Be would refuse to salute the guards in their signature style, or when they asked her to sing, she’d shout at them, and so they further targeted her as her scars attest.

Each prisoner had a wooden box for a toilet and each was given a can of water a day. The women saved some water, Be says, to wash themselves when they were menstruating.

When they were allowed to shower, the young helped the elderly and had little time for themselves. Flies crawled over the meager rations of rice, occasionally given with shrimp sauce, and only a serious injury, self-inflicted or at the hands of the guards, had the possible outcome of a vegetable in their diet.

“After eating there were some worms, like parasites, that came in our stomachs and went from our noses. We did not have enough water to wash our bodies -that caused lice and other insects. So many people died in the tiger cages because of the lack of medicine.”
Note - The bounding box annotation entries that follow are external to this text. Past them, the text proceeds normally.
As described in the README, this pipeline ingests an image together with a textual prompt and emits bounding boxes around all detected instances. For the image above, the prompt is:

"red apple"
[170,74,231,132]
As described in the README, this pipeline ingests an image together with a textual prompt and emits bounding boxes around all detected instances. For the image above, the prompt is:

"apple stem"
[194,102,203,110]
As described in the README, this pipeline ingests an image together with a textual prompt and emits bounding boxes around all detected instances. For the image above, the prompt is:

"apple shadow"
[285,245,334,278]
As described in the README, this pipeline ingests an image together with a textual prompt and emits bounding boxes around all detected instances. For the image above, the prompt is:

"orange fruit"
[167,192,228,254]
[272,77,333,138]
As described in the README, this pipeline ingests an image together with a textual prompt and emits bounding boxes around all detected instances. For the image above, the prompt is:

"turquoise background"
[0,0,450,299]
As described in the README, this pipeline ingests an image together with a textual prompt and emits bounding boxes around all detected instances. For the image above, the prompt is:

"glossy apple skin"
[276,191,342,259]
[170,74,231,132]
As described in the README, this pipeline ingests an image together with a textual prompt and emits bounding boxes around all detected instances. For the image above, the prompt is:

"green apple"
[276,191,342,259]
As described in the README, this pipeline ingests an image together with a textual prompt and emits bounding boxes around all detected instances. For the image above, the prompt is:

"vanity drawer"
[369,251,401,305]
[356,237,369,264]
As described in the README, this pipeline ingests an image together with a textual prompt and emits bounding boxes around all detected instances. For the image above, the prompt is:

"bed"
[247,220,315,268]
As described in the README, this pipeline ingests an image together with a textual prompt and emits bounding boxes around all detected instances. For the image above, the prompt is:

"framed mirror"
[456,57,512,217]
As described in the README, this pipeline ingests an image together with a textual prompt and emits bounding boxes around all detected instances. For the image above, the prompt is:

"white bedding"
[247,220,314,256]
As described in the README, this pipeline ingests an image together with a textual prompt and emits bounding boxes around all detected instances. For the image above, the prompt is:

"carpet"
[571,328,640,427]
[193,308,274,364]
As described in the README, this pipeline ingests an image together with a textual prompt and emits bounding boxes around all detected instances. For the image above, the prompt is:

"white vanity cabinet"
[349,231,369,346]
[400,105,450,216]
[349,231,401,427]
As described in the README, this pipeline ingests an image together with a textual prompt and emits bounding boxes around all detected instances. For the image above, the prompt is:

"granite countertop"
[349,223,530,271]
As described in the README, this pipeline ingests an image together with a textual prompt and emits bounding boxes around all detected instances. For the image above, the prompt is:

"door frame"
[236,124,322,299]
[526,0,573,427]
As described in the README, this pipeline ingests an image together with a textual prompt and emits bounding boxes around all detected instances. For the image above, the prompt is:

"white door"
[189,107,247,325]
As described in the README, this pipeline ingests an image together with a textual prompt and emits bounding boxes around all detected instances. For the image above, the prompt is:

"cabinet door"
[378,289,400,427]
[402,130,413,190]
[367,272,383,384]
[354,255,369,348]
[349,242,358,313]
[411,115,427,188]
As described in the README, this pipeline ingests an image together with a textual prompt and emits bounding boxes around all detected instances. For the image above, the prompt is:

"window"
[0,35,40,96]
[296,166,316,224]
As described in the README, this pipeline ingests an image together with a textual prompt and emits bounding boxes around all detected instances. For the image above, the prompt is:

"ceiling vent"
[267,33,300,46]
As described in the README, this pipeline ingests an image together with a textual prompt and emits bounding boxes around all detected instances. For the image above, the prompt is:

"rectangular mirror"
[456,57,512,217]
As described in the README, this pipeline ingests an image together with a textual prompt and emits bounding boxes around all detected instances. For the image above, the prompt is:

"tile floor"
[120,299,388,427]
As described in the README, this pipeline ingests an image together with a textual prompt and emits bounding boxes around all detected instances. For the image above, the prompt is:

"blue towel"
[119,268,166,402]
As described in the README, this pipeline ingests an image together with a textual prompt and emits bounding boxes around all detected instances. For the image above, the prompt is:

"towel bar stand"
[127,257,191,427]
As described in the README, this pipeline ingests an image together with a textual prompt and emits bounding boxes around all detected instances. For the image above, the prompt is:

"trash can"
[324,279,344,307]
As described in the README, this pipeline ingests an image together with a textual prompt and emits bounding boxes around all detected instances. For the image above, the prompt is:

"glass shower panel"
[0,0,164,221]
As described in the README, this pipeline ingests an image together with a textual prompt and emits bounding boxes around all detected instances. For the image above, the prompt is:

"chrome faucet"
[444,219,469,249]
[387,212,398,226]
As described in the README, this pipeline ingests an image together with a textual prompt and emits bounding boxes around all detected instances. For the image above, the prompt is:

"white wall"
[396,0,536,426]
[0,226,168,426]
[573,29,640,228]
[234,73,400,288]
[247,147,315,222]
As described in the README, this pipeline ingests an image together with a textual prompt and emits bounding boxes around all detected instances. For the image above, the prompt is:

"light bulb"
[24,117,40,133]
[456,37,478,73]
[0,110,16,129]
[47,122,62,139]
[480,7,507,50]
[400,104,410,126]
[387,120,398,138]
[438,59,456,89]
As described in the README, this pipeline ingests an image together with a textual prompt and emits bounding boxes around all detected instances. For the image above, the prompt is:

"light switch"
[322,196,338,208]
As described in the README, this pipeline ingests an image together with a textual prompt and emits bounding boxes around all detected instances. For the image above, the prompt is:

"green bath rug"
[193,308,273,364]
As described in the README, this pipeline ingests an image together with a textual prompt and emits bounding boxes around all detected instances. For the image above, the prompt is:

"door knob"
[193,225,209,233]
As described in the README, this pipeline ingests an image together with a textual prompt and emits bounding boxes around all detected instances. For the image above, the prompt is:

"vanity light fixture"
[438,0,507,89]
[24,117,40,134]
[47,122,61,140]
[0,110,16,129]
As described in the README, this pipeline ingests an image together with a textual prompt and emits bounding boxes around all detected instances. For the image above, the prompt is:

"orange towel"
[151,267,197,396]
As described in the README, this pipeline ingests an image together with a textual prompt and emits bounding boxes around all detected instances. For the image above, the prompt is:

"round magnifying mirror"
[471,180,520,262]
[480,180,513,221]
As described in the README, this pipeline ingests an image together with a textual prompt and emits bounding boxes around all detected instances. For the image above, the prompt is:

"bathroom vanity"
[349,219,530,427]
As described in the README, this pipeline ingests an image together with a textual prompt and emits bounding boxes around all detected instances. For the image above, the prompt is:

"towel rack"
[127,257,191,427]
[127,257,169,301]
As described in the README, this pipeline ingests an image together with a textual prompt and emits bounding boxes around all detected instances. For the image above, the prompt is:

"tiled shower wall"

Prisoners faced beatings for talking to each other in the city, but if there was one redeeming aspect of Con Son, it was that the old and young could share their knowledge.

“I can say that prison is just like my school. In that very terrible place I learnt so many things and grew up fast.”

As the years went by, friends began to perish. Five were buried on the island. In 1970 a US congressional delegation visited the prison and after a tip-off an aide for the group, Tom Harkin, broke from the tour and found the cages.

His pictures of the brutalised prisoners were published in Life magazine that summer, gaining world notoriety and triggering the release of hundreds. Then in January 1973 the Paris Peace Accords was established, and a prisoner exchange was included in its aim for the war to finally be settled.

Be says the prison manager wanted to transfer her and a few other political prisoners into the common criminal category so they would be exempt from the exchange.

She wore her fingerprints down on the concrete and pulled faces in the pictures to prevent her details being logged. Finally she was released on 5 March 1973.

“When I was coming to the final place I saw from the airplane windows to the ground a very big flag of Vietnam. I felt very touched by this and then just passed out. I was very lucky to be released and go back to the city and have children. My friends died there and would be lonely forever.”

Be returned to find her boyfriend had married. She rejoined the battle until victory in 1975 and then married herself, becoming a manager at Ben Thanh market and enjoying family life with her three children.

“Of course I had lots of nightmares when I slept about the torturing and planes from the US army, but step by step it is over a little bit and when I feel bad I try to find something to work, listen to music, try to forget.”